The attitude of credulity, of helpless acceptance of whatever is stoutly asserted, is almost universal in little children. Nor is it a trait which is called forth only in some few and special situations; but rather upon all those infinitely varied occasions when persons meet and speak. And in its stead there can be the habit which means that one will hesitate, will weigh and test, will look to the evidence for all important statements.

Likewise the child's impulse to look first and foremost to his own particular self - to be vain, to be selfish, to sulk - this is a general form of action which displays itself in endless variety of detail and place. And no less general is the change from all this, so that he begins to see the interest of others and to let this be a constant check upon his self-seeking, a spur to action that is generous.

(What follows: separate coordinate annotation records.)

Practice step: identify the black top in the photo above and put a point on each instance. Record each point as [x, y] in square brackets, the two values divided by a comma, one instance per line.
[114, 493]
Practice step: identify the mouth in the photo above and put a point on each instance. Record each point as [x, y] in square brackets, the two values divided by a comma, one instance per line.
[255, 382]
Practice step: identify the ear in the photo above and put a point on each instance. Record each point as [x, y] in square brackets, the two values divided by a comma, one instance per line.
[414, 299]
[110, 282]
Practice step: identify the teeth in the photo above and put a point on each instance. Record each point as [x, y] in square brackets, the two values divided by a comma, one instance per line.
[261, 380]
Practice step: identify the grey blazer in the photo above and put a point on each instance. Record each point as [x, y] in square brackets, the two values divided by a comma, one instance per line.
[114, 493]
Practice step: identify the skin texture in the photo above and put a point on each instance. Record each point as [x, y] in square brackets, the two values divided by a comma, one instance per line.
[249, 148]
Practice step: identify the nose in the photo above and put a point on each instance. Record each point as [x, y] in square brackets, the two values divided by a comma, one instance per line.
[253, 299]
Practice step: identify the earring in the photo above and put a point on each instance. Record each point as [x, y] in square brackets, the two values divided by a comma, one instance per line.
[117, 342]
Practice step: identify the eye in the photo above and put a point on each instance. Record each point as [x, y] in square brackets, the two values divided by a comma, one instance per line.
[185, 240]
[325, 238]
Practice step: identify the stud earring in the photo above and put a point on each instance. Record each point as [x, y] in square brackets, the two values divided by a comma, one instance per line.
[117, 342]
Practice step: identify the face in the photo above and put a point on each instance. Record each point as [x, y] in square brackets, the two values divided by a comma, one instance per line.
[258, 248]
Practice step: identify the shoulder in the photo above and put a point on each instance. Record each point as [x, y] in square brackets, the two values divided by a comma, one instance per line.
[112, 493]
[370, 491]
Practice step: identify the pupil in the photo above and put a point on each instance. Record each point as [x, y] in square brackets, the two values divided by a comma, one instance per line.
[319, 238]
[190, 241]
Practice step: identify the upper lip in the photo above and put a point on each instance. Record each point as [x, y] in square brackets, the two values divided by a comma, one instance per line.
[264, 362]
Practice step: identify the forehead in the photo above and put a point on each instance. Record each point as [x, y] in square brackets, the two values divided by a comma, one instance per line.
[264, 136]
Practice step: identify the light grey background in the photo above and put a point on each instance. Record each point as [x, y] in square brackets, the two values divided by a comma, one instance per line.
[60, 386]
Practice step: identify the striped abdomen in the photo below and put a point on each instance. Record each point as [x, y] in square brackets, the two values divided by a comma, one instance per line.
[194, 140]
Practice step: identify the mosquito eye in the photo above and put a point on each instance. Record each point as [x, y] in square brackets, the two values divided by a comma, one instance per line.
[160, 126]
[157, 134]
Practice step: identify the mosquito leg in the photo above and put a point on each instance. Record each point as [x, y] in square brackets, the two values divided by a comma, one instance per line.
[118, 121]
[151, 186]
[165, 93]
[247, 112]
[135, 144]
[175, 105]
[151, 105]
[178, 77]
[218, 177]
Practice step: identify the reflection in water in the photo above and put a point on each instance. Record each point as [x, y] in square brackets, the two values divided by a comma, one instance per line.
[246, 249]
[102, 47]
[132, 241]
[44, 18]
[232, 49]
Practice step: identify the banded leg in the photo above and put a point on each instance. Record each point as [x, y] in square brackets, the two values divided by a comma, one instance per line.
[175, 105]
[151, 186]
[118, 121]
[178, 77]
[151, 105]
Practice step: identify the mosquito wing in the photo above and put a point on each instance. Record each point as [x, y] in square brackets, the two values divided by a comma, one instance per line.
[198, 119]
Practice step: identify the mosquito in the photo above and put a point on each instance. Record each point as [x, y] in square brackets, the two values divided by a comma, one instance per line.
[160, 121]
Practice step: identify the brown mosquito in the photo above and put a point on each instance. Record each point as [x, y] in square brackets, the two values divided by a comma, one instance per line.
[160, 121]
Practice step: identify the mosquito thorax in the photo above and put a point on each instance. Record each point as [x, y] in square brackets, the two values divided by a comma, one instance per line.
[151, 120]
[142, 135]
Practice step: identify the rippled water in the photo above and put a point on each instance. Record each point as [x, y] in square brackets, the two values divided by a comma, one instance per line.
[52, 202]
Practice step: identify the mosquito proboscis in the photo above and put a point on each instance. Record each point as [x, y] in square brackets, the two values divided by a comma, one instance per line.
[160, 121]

These habits of mind, and a host like them, are perhaps less wide than the memory-in-general or the reason-in-general of the older education. The question whether the only appropriate term for them is "particular" or "general" would have delighted the professors of old Padua or Bologna. For us the important thing is to see their immense range of use, in all manner of situations and by all manner of men, whether they be day-laborers or diplomatists.

Considered with care, then, we can heartily accept neither the description in which the mind is made to be a composite of a few great faculties, i nor that in which the mind appears as an endless array of distinct functions. We have discerned something of what is wrong in these accounts.